Ginny refrained from mentioning the fact that Grandaunt Regina disdained such a common rose and refused to have one in her garden. It was enough she had turned the squire’s thoughts to coveting Josephine’s roses rather than those at Dunsmere. It was a pity the man spent so much time lusting after what he did not have instead of appreciating the truly impressive collection he had already acquired.
It was shocking to walk under the archway groaning under the weight of a vigorous climbing rose only to emerge into a peaceful little courtyard alive with the sounds of bees humming, water rippling, and Mrs. Barrington’s secauters clicking away with frightening regularity. At her feet lay a pile of luscious pink blooms at their peak of glory.
“My precious life, what are you doing?” the squire wailed.
Mrs. Barrington turned unseeing eyes upon him. “I am pruning the roses, my husband,” she said. The insatiable clicking resumed.
“But, my love, why? Why?” The squire remained rooted to the spot.
“Perhaps she is not feeling quite the thing,” Ginny suggested. In fact, she looked a bit mad, chopping away at the perfect roses with such calm fortitude.

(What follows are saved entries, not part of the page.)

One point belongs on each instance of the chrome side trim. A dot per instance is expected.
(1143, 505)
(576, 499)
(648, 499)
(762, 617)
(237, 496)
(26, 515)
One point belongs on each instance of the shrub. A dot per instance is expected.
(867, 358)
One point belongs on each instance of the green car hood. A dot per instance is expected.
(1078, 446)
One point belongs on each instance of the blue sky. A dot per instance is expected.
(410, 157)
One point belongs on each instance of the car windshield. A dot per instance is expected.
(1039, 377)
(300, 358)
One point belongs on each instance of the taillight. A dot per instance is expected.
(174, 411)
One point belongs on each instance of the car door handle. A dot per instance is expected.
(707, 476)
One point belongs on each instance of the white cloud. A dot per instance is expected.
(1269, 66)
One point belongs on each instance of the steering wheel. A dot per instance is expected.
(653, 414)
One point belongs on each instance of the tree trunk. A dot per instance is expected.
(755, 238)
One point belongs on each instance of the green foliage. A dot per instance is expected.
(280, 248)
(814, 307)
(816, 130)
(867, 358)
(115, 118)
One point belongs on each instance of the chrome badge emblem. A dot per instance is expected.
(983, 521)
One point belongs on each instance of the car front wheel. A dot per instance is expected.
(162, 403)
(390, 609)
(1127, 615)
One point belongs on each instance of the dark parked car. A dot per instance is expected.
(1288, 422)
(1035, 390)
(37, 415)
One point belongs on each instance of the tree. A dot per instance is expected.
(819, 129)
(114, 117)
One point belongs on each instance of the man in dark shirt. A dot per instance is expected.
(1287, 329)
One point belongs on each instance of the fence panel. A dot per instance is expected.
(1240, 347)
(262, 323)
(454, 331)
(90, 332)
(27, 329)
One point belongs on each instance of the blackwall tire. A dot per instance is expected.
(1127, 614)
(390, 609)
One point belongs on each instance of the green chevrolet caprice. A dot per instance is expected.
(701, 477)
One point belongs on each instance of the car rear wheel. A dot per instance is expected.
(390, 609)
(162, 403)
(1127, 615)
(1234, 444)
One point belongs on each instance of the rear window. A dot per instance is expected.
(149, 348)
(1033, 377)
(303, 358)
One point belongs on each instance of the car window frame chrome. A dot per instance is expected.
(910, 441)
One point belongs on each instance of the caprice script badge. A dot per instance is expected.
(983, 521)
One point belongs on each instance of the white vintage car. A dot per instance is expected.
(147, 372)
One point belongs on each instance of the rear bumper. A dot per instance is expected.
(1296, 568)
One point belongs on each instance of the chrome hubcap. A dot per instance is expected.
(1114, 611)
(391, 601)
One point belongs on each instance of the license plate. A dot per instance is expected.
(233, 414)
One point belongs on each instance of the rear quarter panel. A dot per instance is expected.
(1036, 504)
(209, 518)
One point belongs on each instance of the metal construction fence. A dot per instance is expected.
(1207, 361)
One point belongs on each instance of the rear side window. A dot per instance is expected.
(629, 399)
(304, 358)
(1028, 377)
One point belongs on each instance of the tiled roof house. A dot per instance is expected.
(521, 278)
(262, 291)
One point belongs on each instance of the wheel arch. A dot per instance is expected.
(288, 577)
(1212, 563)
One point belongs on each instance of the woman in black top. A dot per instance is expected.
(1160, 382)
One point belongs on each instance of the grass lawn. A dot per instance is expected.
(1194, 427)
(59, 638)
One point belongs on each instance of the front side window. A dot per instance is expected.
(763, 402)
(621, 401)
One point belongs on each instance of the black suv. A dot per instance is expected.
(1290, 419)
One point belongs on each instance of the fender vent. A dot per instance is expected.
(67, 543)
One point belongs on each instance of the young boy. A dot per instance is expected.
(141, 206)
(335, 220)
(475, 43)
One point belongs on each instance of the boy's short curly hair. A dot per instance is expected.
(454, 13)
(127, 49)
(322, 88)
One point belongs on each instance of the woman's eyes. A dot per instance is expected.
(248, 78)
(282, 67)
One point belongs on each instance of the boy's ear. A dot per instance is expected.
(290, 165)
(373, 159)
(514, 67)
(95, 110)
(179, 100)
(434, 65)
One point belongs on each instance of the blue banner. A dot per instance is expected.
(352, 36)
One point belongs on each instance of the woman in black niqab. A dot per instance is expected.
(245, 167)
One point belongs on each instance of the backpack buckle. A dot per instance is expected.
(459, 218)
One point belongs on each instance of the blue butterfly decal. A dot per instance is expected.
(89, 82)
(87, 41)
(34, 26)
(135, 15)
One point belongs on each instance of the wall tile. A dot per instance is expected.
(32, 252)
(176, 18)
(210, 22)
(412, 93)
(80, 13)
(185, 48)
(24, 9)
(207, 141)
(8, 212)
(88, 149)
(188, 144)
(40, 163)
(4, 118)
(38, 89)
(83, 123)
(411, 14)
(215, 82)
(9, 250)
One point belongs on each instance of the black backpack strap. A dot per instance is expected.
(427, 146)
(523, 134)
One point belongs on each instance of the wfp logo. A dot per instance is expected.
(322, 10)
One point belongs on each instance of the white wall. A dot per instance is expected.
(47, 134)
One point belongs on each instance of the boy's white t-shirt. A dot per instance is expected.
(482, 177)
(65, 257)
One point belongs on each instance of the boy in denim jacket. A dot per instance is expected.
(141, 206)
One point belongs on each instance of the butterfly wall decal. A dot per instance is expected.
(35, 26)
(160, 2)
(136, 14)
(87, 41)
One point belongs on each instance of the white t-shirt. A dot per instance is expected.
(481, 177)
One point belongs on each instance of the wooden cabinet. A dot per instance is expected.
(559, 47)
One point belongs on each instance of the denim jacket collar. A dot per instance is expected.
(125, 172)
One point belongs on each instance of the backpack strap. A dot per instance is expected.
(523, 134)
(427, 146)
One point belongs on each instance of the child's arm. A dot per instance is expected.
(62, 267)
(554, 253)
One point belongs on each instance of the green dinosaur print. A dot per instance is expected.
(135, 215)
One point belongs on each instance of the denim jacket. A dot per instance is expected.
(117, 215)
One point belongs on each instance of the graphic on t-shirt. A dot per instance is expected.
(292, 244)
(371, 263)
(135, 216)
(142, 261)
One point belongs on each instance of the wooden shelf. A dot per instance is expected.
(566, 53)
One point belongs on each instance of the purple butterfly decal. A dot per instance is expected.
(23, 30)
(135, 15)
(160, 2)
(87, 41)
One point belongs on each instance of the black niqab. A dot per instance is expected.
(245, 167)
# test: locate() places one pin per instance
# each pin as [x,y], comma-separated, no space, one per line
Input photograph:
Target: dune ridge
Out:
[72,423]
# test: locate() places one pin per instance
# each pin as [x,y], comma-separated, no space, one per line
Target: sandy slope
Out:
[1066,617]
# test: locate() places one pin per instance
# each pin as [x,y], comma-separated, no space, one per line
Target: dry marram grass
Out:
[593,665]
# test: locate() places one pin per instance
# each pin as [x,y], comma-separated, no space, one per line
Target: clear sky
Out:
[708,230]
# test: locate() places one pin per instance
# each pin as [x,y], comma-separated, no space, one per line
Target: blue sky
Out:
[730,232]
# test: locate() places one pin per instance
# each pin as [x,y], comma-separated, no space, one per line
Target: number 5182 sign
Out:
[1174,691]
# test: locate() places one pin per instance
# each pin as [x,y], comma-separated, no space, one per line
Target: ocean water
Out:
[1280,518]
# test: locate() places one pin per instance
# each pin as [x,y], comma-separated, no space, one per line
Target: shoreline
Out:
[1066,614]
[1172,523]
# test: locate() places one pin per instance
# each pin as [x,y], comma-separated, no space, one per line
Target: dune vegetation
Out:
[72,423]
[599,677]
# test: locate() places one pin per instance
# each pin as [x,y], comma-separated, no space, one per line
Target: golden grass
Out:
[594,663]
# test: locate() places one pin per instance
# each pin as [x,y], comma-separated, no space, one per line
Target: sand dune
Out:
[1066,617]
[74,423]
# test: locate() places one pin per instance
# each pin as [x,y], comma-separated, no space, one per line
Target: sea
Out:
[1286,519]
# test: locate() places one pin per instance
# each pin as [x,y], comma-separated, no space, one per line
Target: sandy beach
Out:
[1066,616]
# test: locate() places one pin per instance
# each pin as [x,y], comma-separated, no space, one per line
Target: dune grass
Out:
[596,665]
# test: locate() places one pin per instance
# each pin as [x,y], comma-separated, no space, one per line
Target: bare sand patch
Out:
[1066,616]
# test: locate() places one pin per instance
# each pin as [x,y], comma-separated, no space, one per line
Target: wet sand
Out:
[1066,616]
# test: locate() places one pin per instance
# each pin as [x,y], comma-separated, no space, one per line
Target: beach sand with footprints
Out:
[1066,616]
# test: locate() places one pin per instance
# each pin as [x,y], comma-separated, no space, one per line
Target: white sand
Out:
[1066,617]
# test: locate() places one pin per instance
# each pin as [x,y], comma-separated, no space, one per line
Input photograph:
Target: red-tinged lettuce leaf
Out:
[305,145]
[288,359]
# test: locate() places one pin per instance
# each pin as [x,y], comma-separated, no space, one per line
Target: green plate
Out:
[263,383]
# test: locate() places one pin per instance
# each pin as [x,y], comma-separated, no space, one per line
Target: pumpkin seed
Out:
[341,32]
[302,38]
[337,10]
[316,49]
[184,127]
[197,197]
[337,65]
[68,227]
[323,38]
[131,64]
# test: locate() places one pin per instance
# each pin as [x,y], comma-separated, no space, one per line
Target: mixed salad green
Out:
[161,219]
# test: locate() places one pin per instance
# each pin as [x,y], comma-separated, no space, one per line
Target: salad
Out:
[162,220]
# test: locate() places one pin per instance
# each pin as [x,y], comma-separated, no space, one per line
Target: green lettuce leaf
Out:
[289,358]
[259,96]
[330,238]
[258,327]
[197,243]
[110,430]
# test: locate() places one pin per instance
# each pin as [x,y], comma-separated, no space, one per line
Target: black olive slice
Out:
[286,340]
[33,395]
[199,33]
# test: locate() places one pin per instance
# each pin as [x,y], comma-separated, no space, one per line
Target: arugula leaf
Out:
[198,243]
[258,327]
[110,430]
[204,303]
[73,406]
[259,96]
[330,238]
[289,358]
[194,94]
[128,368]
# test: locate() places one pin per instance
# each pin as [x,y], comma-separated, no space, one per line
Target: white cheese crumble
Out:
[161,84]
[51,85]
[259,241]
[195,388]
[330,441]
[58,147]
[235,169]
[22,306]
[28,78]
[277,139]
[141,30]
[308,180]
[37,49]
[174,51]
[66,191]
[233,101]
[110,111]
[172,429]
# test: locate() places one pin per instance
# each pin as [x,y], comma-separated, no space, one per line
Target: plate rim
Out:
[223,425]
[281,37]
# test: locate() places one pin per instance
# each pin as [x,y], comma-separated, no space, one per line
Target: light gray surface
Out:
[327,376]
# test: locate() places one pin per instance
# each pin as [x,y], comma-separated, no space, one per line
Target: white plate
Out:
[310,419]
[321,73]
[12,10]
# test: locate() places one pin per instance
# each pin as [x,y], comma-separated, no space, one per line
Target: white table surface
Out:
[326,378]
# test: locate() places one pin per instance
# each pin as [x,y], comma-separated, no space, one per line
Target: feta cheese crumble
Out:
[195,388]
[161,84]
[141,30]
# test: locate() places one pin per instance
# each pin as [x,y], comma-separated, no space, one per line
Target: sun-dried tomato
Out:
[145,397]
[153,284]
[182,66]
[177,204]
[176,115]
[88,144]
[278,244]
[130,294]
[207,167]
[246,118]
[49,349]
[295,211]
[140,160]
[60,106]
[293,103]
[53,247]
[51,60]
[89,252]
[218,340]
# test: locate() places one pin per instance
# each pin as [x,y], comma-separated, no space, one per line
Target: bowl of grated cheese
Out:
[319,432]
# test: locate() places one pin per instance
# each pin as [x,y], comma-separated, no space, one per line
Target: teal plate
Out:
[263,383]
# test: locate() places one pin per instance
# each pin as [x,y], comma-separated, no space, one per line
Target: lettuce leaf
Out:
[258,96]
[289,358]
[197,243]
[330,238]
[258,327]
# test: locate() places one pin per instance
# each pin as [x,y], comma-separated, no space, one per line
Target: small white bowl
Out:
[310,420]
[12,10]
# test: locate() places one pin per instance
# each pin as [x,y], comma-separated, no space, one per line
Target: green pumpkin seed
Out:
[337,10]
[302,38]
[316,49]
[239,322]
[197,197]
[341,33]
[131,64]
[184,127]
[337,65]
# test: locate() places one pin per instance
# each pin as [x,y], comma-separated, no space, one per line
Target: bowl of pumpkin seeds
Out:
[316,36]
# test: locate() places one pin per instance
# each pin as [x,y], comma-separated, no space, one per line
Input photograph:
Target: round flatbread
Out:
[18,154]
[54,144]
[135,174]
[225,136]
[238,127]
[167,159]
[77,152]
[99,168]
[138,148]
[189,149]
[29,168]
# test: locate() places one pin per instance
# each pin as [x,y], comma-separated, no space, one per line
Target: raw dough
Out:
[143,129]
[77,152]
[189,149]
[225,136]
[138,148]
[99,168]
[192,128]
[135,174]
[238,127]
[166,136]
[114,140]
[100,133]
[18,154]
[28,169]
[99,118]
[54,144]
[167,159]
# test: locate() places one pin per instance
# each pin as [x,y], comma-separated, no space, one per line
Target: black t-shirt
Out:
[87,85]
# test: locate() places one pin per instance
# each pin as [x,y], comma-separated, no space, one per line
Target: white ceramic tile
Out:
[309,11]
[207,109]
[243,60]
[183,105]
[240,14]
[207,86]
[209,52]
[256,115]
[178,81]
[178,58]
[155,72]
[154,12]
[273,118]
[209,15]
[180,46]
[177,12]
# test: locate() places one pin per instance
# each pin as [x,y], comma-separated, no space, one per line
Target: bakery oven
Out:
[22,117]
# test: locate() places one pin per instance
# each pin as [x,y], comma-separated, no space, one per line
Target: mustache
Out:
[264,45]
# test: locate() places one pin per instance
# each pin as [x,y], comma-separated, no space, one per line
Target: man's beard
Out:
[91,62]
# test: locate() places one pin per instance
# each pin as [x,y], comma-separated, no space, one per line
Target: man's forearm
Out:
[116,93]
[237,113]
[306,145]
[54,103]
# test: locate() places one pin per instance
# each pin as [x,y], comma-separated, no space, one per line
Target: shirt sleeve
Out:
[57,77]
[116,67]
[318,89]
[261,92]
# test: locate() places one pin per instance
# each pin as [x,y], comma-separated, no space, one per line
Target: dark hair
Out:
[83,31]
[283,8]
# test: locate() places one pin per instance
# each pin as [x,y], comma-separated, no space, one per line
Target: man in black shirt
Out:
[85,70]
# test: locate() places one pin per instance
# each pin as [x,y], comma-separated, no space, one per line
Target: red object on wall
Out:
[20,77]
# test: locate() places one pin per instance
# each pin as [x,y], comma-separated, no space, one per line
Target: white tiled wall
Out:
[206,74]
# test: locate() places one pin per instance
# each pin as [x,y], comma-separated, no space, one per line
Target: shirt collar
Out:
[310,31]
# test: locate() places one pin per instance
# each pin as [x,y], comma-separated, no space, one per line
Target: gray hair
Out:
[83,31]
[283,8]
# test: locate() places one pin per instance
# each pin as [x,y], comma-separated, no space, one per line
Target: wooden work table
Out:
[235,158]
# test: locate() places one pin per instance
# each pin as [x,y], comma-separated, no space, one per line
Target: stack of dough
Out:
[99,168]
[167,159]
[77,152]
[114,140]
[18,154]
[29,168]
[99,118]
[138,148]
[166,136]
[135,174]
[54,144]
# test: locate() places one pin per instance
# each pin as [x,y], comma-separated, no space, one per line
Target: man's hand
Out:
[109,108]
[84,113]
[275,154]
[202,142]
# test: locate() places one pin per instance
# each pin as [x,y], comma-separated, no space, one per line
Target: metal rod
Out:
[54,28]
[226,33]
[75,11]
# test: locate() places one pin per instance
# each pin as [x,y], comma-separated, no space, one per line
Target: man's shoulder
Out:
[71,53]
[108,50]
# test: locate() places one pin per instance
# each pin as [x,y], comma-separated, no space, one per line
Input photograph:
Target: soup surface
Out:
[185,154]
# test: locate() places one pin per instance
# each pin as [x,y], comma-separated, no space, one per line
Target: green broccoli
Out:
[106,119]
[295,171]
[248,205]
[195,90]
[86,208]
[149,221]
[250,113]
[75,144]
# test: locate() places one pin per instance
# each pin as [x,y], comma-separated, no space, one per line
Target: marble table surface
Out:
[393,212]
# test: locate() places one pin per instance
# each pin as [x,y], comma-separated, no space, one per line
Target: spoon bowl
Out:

It was when the newly formed buds began to fall to the blade that the squire was spurred into action, running across the courtyard through the man-made pond to the other side, where he gripped his wife’s wrists against further violence to his roses.
“It is all your doing!” Mrs. Barrington struggled for control of the secauters, bursting into tears when her husband won the battle. “All you care for are your roses, and look what it has gained you! Lucinda is to marry a mere baronet instead of an earl, and we are shut up in the house for days on end because you insisted on picking up your fellow rose lover!” She cast a venomous glance on Ginny. “And someone,” she screamed, “someone continues to make themselves free in our home in the middle of the night! Have you nothing to say for yourself, sir?”